The NRF also found a huge gap between the number of loss prevention employees that are needed and the number that are expected. The organization said the average loss prevention team has 43.6 employees for every $1 billion in sales. Among apparel retailers, the average team has only 19.5 employees per $1 billion in sales, another clear correlation between higher shoplifting and employee theft and low loss prevention numbers. It certainly seems that apparel retailers should spend more than they do on loss prevention if they’re going to battle these two sources of retail shrink.

The NRF added that all survey respondents reported that to be successful, they needed 6.9 more loss prevention employees, on average, than what they had.
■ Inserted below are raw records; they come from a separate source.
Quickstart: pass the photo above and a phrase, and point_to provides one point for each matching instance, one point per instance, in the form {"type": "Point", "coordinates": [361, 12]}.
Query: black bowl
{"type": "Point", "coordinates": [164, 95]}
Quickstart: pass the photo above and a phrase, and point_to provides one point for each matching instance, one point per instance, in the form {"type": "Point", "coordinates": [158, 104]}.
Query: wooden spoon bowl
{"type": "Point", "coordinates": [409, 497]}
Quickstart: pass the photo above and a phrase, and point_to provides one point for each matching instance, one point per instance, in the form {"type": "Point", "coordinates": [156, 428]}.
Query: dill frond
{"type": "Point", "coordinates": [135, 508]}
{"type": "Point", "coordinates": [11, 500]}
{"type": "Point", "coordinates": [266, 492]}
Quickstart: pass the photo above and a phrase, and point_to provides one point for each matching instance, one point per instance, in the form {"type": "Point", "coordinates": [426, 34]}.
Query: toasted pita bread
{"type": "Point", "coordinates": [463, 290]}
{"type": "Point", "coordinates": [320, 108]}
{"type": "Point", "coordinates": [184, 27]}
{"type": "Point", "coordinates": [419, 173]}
Shock waves through the retail industry

The worsening retail shrink is part of a bigger picture that illustrates how traditional retailers are struggling. NBC News reported earlier this month that more than 1,000 brick-and-mortar stores shut down in one week, and Forbes reported in March that 21 retailers announced closures for nearly 3,600 stores this year. At a time when consumers are spending more online and less at brick-and-mortar stores, traditional retailers can ill afford growing retail shrink. Every last dollar is being squeezed. Workers are being affected too, as the Bureau of Labor Statistics found a decline in the number of people whose jobs were retail salespeople, even as the overall unemployment rate declined.

Amazon’s announced acquisition of Whole Foods expanded the concern beyond other types of retail stores to supermarkets. Shares of grocery store chains like Supervalu plunged on the news as investors began to worry that after taking out department store chains like Sears and J.C. Penney, Amazon now has its sights set on grocery stores.

E-commerce retailers such as Amazon don’t have to battle shoplifting because they don’t have physical stores that allow consumers the opportunity to steal things, which eliminates one huge source of shrink. Amazon has been shifting into brick-and-mortar retail gradually, first with its own bookstores and now with the Whole Foods purchase. As a result, it will have to deal with the issue of shoplifting, but with so much of its business being online, shoplifting is likely to remain only a small piece of the shrink Amazon experiences.